Urano Navarrini

Personal information
- Date of birth: 2 May 1945
- Place of birth: Verona, Italy
- Date of death: 18 April 2020 (aged 74)
- Place of death: Milan, Italy
- Height: 1.68 m (5 ft 6 in)
- Position(s): Winger

Youth career
- Grunland Milanese Libertas
- AC Milan

Senior career*
- Years: Team / Apps / (Gls)
- 1964–1966: AC Milan / 1 / (0)
- 1964–1965: → Pistoiese (loan) / 18 / (1)
- 1966–1968: Savona / 26 / (4)
- 1968–1969: Taranto / 2 / (0)
- 1969–1970: Verbania / 36 / (2)
- 1970–1975: Novara / 111 / (3)
- Pro Patria
- Total:  / 194 / (10)

Managerial career
- Pro Patria
- Aosta
- 1982–1983: Sorrento
- Vigevano

= Urano Navarrini =

Italian footballer and manager (1945–2020)

Urano Navarrini, also known as Urano Benigni (2 May 1945 – 18 April 2020) was an Italian professional football player and manager.

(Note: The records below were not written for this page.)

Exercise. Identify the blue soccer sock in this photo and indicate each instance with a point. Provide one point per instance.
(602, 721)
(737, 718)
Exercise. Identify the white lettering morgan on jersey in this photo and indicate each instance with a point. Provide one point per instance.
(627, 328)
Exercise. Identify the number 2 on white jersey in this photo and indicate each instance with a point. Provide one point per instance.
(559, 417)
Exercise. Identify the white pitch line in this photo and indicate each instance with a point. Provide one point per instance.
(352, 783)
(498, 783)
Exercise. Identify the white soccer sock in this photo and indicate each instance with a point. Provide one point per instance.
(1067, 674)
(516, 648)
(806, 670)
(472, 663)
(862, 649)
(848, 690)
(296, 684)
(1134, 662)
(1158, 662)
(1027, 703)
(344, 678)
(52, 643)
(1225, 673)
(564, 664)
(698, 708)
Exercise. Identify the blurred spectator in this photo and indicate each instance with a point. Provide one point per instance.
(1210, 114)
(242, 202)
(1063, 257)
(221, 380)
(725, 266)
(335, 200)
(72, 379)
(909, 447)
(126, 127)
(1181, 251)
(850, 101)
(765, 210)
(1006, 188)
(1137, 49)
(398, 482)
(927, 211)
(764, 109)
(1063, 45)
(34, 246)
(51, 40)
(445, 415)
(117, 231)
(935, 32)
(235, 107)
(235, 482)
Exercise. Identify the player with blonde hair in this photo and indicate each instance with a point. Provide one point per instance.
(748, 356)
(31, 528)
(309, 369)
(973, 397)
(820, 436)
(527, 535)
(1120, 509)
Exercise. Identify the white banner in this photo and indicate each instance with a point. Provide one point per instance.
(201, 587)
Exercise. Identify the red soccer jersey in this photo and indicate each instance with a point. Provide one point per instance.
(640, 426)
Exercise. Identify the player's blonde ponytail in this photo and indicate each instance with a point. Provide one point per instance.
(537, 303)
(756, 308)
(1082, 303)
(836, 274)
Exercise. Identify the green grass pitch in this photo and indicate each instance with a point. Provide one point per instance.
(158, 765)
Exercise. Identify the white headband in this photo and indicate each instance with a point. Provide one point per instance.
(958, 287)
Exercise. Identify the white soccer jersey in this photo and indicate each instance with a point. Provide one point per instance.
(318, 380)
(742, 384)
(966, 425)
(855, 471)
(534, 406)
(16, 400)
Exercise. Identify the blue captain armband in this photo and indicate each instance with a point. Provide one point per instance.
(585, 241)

==Early and personal life==
Born in Verona, Navarrini was the illegitimate son of Nuto Navarrini, and was known as Urano Benigni until recognised by his father in 1972.

==Career==
Navarrini played as a winger for Grunland Milanese Libertas, AC Milan, Pistoiese, Savona, Taranto, Verbania, Novara and Pro Patria.

After retiring he managed a number of Italian clubs, including Pro Patria, Aosta, and Vigevano.

==Later life and death==
He died in Milan on 18 April 2020, aged 74, from coronavirus.